Ministry of Trade

Agency overview
- Formed: 8 June 2011; 15 years ago
- Preceding agencies: Ministry of Economy; Ministry of Customs and Trade;
- Jurisdiction: Government of Turkey
- Headquarters: Ankara 39°54′19″N 32°45′26″E﻿ / ﻿39.90528°N 32.75722°E
- Minister responsible: Ömer Bolat;
- Deputy Ministers responsible: Mahmut Gürcan; Mustafa Tuzcu; Özgür Volkan Ağar; Sezai Uçarmak;
- Website: www.trade.gov.tr

= Ministry of Trade (Turkey) =

Government ministry of Turkey

The Ministry of Trade (Ticaret Bakanlığı) is a government ministry office of the Republic of Turkey, responsible for customs and trade related affairs in Turkey. The ministry is headed by Ömer Bolat.

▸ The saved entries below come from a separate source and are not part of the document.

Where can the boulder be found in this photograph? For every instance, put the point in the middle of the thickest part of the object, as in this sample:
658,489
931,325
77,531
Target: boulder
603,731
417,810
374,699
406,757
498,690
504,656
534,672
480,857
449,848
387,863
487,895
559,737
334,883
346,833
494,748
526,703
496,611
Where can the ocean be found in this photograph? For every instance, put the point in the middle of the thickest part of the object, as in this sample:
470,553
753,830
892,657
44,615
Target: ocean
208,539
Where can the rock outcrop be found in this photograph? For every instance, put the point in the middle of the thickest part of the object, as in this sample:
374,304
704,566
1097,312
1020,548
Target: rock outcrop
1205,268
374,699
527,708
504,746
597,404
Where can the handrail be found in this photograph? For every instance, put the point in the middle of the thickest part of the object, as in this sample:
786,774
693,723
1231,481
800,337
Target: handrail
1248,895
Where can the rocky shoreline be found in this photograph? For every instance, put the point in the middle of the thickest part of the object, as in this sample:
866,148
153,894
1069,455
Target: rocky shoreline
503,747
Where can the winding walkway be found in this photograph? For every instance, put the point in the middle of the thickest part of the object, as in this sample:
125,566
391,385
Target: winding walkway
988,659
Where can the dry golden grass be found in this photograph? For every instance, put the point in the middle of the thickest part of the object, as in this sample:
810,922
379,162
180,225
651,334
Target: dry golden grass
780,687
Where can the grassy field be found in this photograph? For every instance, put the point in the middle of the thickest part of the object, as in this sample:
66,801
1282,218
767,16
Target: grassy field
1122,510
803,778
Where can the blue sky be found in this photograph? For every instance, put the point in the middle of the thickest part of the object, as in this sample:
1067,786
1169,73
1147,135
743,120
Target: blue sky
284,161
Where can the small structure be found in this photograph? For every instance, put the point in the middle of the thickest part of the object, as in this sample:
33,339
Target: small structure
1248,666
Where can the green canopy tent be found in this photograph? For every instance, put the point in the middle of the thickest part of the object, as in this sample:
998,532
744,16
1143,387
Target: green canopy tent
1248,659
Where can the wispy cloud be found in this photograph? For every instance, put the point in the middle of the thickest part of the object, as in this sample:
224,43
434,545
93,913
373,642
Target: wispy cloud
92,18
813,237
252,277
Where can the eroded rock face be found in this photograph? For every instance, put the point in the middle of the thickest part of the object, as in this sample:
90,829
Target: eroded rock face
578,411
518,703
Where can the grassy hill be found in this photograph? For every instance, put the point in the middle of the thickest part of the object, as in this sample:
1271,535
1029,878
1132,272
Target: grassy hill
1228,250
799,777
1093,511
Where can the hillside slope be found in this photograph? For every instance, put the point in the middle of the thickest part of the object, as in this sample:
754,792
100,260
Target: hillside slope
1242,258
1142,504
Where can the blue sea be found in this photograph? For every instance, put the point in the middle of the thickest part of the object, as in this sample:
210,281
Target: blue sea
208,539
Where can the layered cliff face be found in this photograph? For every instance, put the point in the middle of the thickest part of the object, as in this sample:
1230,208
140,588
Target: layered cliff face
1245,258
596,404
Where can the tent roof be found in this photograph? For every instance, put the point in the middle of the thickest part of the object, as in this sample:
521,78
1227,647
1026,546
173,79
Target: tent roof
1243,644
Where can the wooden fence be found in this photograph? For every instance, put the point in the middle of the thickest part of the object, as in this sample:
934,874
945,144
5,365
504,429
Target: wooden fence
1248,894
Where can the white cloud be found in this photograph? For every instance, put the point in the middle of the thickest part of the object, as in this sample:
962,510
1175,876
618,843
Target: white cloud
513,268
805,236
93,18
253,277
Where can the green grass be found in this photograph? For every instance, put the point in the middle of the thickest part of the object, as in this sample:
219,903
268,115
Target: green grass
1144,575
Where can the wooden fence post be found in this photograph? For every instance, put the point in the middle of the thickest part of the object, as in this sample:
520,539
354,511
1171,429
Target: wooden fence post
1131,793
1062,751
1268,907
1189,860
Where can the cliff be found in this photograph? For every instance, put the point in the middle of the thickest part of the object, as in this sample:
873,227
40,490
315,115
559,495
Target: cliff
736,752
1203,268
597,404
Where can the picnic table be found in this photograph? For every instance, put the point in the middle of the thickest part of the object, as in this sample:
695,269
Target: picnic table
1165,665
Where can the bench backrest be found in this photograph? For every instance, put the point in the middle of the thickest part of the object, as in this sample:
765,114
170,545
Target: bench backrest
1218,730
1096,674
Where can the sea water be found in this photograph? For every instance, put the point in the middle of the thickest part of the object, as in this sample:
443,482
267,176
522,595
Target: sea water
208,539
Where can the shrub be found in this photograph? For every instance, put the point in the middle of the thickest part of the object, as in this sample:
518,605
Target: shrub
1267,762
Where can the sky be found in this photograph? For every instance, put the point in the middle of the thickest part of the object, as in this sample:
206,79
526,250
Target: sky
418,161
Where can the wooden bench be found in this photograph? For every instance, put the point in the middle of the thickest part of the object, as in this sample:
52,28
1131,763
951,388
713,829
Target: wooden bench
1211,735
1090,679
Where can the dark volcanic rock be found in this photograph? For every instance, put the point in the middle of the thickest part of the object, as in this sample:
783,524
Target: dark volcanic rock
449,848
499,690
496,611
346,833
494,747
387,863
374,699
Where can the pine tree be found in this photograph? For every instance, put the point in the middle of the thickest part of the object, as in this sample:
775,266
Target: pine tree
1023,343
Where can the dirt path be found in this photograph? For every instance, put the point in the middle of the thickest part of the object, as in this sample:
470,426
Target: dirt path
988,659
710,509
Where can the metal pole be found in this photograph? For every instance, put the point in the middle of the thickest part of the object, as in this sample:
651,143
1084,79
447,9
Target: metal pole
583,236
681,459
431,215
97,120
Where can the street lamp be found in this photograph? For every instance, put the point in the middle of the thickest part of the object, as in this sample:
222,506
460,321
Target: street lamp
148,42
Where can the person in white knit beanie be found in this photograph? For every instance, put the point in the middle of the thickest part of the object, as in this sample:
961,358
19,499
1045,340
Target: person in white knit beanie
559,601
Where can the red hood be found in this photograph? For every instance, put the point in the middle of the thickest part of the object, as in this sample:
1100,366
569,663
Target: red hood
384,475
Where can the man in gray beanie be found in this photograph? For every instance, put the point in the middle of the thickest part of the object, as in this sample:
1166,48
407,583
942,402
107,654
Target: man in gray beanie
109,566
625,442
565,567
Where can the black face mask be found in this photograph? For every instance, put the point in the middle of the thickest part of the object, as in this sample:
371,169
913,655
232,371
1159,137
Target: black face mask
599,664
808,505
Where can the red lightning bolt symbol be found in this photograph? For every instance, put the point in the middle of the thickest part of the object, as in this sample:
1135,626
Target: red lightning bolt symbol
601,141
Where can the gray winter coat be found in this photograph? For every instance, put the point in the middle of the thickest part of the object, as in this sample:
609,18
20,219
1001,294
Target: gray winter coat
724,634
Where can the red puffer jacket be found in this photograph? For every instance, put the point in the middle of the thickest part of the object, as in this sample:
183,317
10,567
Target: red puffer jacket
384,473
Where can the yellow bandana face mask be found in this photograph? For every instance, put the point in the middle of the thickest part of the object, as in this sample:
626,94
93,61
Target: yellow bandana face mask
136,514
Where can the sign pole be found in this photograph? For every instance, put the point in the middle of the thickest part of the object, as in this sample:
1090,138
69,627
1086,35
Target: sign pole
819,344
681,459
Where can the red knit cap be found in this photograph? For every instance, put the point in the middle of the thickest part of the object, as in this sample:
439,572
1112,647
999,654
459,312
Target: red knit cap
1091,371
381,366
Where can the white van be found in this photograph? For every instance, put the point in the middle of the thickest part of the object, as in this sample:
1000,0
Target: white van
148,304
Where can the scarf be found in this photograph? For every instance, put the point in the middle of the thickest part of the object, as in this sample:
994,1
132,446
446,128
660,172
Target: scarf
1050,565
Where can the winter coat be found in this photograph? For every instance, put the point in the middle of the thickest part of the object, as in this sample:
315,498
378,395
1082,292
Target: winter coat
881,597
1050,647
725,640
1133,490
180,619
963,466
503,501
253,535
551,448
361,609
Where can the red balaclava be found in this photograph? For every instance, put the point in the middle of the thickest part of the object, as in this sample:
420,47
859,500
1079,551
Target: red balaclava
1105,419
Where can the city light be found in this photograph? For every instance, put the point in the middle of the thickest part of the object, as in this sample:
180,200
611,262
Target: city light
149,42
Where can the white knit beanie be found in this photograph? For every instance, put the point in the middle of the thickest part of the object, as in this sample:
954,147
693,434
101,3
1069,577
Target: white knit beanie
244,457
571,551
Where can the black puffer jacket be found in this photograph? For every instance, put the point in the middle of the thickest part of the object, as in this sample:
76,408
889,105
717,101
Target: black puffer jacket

The ministry was founded by the Act No. 640 by through the merger of the Prime Ministry's Undersecretariate of Customs with some departments of the former Ministry of Industry and Trade on 8 June 2011. In the past, duties of the current ministry were carried out by the Ministry of Customs and Monopoly (1931–1983), Ministry of Finance and Customs (1983–1991) and Undersecretariate of Customs (1993–2011). The first minister of the newly established ministry became Hayati Yazıcı, who served as the undersecretary before. Between 2011 and 2018, its official name was Ministry of Customs and Trade (Gümrük ve Ticaret Bakanlığı). It merged with Ministry of Economy in 2018 and rebranded as Ministry of Trade.